Kissinger in his Friday ruling said that the state met its burden of proof that it was inevitable the police would find the evidence in the future, but that they believed they didn’t have the time to wait. The fact that Clegg had a plane ticket for Oct. 14, three days away, as well as that he was armed, and that he’d shot the Reids at random, all meant finding him was urgent, the state argued and Kissinger agreed.
Kissinger found the state met its burden of proof that the police acted in good faith when they decided not to wait for a warrant, even if they were wrong about how the process would work.
“Each officer who testified about this issue confirmed his mistaken but genuine belief that obtaining a warrant would have required [Concord Police Department} to use Verizon’s traditional warrant process rather than the exigency hotline,” Kissinger wrote.
He said the understanding was also held by an FBI agent who was advising Concord police and that a Verizon employee that the police called to ask about was even confused about the process, frequently putting the officer on hold to ask someone else.
. “A Verizon employee’s confusion on this very issue undermines any suggestion of culpability concerning CPD’s confusion,” Kissinger wrote.
He wrote that good faith was proved by the fact that an officer “thought about whether to apply for a warrant and completed some research into that issue before CPD pursued the warrantless exigency requests.
“This demonstrates that CPD was not attempting to run roughshod over Mr. Clegg’s constitutional rights, but rather that CPD was following the process the CPD officers genuinely believed to be,” Kissinger wrote.
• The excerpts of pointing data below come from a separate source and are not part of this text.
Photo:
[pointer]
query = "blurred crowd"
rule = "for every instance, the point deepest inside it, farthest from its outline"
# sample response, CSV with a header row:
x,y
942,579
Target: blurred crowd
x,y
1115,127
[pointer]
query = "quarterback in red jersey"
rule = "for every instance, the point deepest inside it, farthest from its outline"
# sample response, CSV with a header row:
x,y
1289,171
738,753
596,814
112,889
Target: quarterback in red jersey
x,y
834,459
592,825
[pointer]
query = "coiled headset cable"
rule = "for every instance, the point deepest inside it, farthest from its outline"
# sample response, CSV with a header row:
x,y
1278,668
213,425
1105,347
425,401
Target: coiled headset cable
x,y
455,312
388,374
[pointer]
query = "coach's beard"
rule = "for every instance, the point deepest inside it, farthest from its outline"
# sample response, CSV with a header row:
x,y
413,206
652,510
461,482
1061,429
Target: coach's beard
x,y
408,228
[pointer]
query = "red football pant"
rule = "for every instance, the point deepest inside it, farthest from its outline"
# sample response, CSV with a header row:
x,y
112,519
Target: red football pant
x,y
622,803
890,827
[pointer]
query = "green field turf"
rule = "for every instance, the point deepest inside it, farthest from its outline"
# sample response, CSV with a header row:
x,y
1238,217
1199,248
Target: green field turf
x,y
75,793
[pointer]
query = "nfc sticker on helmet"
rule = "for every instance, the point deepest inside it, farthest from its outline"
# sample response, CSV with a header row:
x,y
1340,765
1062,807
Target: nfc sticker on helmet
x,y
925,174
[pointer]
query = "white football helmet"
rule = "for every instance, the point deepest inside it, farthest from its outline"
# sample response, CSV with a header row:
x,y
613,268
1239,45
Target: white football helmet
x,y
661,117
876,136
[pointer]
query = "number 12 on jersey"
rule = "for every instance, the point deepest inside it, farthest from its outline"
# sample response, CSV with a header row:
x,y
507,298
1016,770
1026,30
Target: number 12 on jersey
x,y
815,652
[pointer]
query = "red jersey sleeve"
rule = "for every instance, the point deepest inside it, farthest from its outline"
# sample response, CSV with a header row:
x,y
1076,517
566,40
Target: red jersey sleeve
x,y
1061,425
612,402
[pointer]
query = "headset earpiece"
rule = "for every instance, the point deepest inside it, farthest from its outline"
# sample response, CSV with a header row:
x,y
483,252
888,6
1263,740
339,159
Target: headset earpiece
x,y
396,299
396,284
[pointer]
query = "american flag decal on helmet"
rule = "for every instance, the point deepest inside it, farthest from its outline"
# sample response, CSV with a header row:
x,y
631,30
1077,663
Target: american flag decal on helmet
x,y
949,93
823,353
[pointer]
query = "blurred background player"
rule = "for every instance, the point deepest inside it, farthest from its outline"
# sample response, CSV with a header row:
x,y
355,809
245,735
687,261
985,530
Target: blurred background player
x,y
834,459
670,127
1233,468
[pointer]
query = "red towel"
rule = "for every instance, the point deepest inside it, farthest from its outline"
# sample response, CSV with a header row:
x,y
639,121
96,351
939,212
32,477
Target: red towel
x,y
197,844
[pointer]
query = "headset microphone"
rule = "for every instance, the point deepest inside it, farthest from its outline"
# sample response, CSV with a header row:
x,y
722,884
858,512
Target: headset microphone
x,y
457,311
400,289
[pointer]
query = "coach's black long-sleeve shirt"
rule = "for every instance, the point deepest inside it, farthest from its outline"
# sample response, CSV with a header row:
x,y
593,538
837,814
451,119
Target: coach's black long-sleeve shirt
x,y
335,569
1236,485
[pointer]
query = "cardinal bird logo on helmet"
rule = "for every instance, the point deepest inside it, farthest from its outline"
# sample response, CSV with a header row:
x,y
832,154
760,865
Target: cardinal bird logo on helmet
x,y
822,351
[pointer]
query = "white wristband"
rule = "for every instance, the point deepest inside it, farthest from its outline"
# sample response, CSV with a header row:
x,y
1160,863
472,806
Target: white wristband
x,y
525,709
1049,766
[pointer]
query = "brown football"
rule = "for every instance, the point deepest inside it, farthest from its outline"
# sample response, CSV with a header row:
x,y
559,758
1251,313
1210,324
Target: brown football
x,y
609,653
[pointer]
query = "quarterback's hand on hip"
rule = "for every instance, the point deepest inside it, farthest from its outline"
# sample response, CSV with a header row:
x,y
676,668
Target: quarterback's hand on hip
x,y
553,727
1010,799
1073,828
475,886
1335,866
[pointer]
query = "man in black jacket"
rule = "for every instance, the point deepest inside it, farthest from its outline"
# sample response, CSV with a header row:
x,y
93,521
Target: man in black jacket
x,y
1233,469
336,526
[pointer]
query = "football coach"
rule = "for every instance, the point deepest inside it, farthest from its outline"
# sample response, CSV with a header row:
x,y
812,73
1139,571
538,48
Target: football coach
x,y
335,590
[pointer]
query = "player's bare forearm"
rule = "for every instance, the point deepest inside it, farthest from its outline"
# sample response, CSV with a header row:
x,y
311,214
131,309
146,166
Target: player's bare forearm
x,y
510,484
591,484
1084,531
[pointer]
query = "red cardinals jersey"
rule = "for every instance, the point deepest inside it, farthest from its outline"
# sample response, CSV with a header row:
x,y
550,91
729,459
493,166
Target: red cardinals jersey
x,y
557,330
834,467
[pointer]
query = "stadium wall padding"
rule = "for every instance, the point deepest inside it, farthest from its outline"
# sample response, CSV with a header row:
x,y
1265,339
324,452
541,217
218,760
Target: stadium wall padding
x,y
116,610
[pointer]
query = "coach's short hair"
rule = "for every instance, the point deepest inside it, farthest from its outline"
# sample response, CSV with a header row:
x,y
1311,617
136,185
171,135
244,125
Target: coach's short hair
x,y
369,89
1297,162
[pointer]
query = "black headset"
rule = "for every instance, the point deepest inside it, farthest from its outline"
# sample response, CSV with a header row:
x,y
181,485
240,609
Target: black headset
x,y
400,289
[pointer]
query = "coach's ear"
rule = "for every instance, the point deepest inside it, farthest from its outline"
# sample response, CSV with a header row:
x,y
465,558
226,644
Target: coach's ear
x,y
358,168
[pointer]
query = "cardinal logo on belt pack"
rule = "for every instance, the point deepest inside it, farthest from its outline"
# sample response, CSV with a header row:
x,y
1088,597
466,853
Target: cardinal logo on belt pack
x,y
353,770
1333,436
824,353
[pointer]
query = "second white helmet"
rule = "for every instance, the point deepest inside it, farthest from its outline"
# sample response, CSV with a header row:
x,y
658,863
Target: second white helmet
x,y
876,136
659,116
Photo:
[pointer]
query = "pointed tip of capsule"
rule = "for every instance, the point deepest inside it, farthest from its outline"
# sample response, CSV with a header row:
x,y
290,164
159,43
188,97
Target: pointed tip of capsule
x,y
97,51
Kissinger’s decision came after an April 21 evidence hearing in which police and Verizon officials testified about the process of getting the cellphone information and the warrant issue.
Clegg had objected to holding the hearing on the grounds that it would produce no new evidence, just speculation, on what police were thinking and doing in October 2022.
Kissinger in his ruling Friday said that motion, filed by Clegg’s attorneys Maya Dominguez and Thomas Barnard, continued to be overruled. He said the appellate process allowed the state “a narrow opportunity to supplement the record so the Court could make the factual findings necessary to resolving the State’s invocation of inevitable discovery.”
A post-remand hearing was also held in March, before the evidentiary hearing.
The appeal that led to Kissinger’s ruling is a replay of a pre-trial motion Clegg’s defense made in 2023.
In a three-day pre-trial hearing in May 2023, Clegg’s attorneys made the same argument about suppressing the cellphone evidence, which led to police finding Clegg’s laptop and a loaded gun in his backpack, both of which played a part in Clegg’s conviction.
The state also made the same arguments – that police would have inevitably gotten the same information if they’d gotten a warrant, but they believed they didn’t have time. They also argued that Clegg didn’t have a legitimate expectation of privacy in his location as revealed by cellphone location data, but even if he did, the exigent circumstances justified the data request.
Kissinger in June 2023, just as he has three years later, found that the state met its burden on proving the warrantless search of the cell data falls within the exigent circumstances provision. He also ruled that probable cause existed for the data request.
Clegg was found guilty of nine charges: two of second-degree murder for “knowingly causing the death” of each of the Reids; two of second-degree murder for “recklessly” causing the death of each of the Reids; four more for falsifying evidence, two of those for concealing the Reids’ bodies under leaves and woodland detritus after he shot them, one for clearing his computer history and data in the days after the shootings, and one for burning down his tent site with all his possessions in them after the shootings.
He didn’t know the Reids, who were out of a walk in the Broken Ground Trail System a short distance from their apartment on Loudon Road.